EFE (via 14ymedio), New York, 12 November 2022 — The feature film Cuentos de un día más, by a collective of Cuban independent filmmakers, won the coveted award for Best Film at the Havana Film Festival in New York this Thursday.
The film, which was made under the coordination of director Fernando Pérez, presents six stories about Cuban society during the COVID-19 pandemic and competed with 24 films for the Havana Star Award.
The jury, which evaluated the films in the fiction category, pointed out when announcing the prize that “this is a film that poetically portrays the deadliest chapter of contemporary health history.”
“The world was impacted by the pandemic, and this is a beautiful record of that collective suffering and a visual document of how humanity tried to adapt and keep going. For all that, Cuentos de un día más wins the award for Best Film,” they noted.
Pérez, director and writer, who was not present at the award ceremony, sent a video message in which he thanked each of the six directors who performed the work “in very, very limited conditions, but with a lot of heart.”
He was also pleased because, a year after the film was made, “we can now go to the cinema to see movies like this.”
The Havana Star Award for Best Director went to Diego Lerman for El suplente [The Substitute] (Argentina), for which he was also a screenwriter. The film revolves around a teacher from Buenos Aires who must abandon his duties when one of his students is threatened by a local boss.
The awards for Best Actor and Best Actress went to Roberto Quijano for Amor y Matemáticas [Love and Mathematics] (Mexico) and to Barbara Colen for Fogaréu [Flame](Brazil).
Quijano, Mexican, pointed out that the festival “was a great experience,” as was receiving his first award. “So I treasure this in my heart.”

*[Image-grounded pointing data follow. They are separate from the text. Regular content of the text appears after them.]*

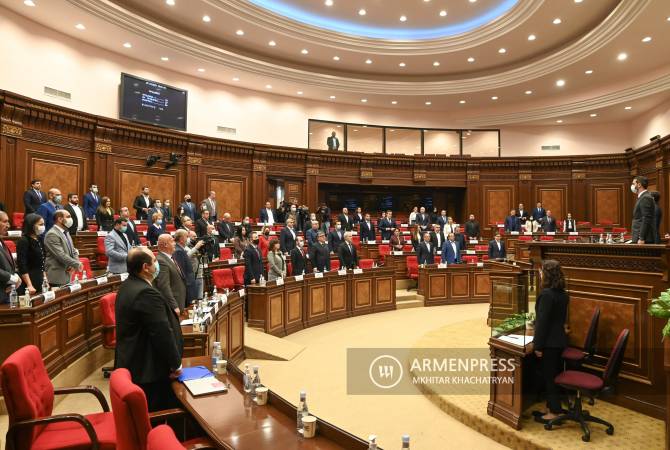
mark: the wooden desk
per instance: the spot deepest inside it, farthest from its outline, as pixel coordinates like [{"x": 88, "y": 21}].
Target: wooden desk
[
  {"x": 285, "y": 309},
  {"x": 233, "y": 421}
]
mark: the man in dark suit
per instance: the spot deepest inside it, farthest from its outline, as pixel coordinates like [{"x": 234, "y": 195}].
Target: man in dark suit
[
  {"x": 319, "y": 254},
  {"x": 298, "y": 258},
  {"x": 497, "y": 248},
  {"x": 33, "y": 197},
  {"x": 287, "y": 237},
  {"x": 148, "y": 335},
  {"x": 345, "y": 220},
  {"x": 347, "y": 253},
  {"x": 644, "y": 223},
  {"x": 142, "y": 204},
  {"x": 335, "y": 237},
  {"x": 253, "y": 261},
  {"x": 451, "y": 254},
  {"x": 91, "y": 202},
  {"x": 333, "y": 142},
  {"x": 512, "y": 222},
  {"x": 170, "y": 281},
  {"x": 426, "y": 252},
  {"x": 367, "y": 229}
]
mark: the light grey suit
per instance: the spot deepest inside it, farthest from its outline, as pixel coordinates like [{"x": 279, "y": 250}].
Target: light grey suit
[
  {"x": 116, "y": 249},
  {"x": 60, "y": 256},
  {"x": 170, "y": 282}
]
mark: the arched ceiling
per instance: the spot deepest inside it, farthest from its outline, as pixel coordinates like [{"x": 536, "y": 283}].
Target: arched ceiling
[{"x": 484, "y": 62}]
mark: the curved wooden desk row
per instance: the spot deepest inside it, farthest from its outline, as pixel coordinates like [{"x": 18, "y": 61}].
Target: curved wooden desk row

In Amor y matemáticas, directed by Claudia Sainte-Luce, Quijano gives life to a musician who had a moment of glory with a song and abandons his passion to be with his wife and baby.
The award for Best Documentary went to Clare Weiskopf and Nicolas Van Hemelrick for Alis [Alice] (Colombia), and Special Mention in that category went to Squatters/Okupas by Catalina Santamaría, a co-production of the United States and Colombia.
Dominican director Natalia Cabral and the Spaniard Oriol Estrada won the award for Best Screenplay for Una película sober parejas [A Film about Couples].
The 22nd edition of the Havana Film Festival, which presented more than 30 films from ten Latin American countries and Latinos in the United States, concluded yesterday with the award ceremony in a movie theater in Manhattan. Also presented was the world premiere of the documentary La Habana de Fito, [Fito’s Havana] by Juan Pin Vilar, a co-production of Cuba and Argentina, about the memories of the Argentine singer-songwriter in his relationship with Havana.
The director wasn’t present, but the well-known Cuban film critic Frank Padrón presented the documentary and stressed that Pin Vilar has “a special sensibility for musicians” and recalled that in addition to various works for television he made a documentary about the singer-songwriter Pablo Milanés.
“Now he has a very special approach to an Argentine singer-songwriter closely linked to my country: Fito Páez, a reference point for several generations in Cuba,” he said.
Padrón was also proud that this was Cuba’s night, winning the Best Film award and closing the festival with another Cuban film.